问题是stdin不支持avro所需的搜索,所以我们读取所有缓冲区,然后将其提供给avro_wrapper。它适用于Python 2,但在Python 3中不起作用。我尝试了一些解决方案,但它们都没有工作。
# stdin doesn't support seek which is needed by avro... so this hack worked in python 2. This does not work in Python 3.
# Reading everything to buffer and then giving this to avro_wrapper.
buf = StringIO()
buf.write(args.input_file.read())
r = DataFileReader(buf, DatumReader())
# Very first record the headers information. Which gives the header names in order along with munge header names for all the record types
# For e.g if we have 2 ports then it will hold the header information of
# 1. port1 on name1 key
# 2. port2 on name2 key and so on
headers_record = next(r)['headers']
以上产生UnicodeDecodeError: 'utf-8' codec can't decode byte 0xf0 in position 17: invalid continuation byte
错误。
然后我们尝试这样做:
input_stream = io.TextIOWrapper(args.input_file.buffer, encoding='latin-1')
sio = io.StringIO(input_stream.read())
r = DataFileReader(sio, DatumReader())
headers_record = next(r)['headers']
这会产生avro.schema.AvroException: Not an Avro data file: Obj doesn't match b'Obj\x01'.
错误。
另一种方式:
input_stream = io.TextIOWrapper(args.input_file.buffer, encoding='latin-1')

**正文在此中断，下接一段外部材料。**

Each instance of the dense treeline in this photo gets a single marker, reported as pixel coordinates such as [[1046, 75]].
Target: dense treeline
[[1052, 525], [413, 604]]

buf = io.BytesIO(input_stream.read().encode('latin-1'))
r = DataFileReader(buf.read(), DatumReader())
headers_record = next(r)['headers']
这会产生AttributeError: 'bytes' object has no attribute 'seek'" error.
答案 0 :(得分:0)
io.BytesIO()
是用于创建包含二进制数据的可搜索内存文件对象的正确类型。
但是,您错误地从bytes
文件对象中读取io.BytesIO()
数据,并将其传递给而不是实际的文件对象。
不要阅读,使用从io.BytesIO
读取的二进制数据传入实际的stdin
文件对象:
buf = io.BytesIO(args.input_file.buffer.read())
r = DataFileReader(buf, DatumReader())
我直接传递了args.input_file.buffer
数据,假设args.input
是解析stdin字节的TextIOWrapper
实例,而.buffer
是基础BufferedReader
提供原始二进制数据的实例。将此数据解码为Latin-1,然后再次编码为Latin-1没有意义。只需传递字节。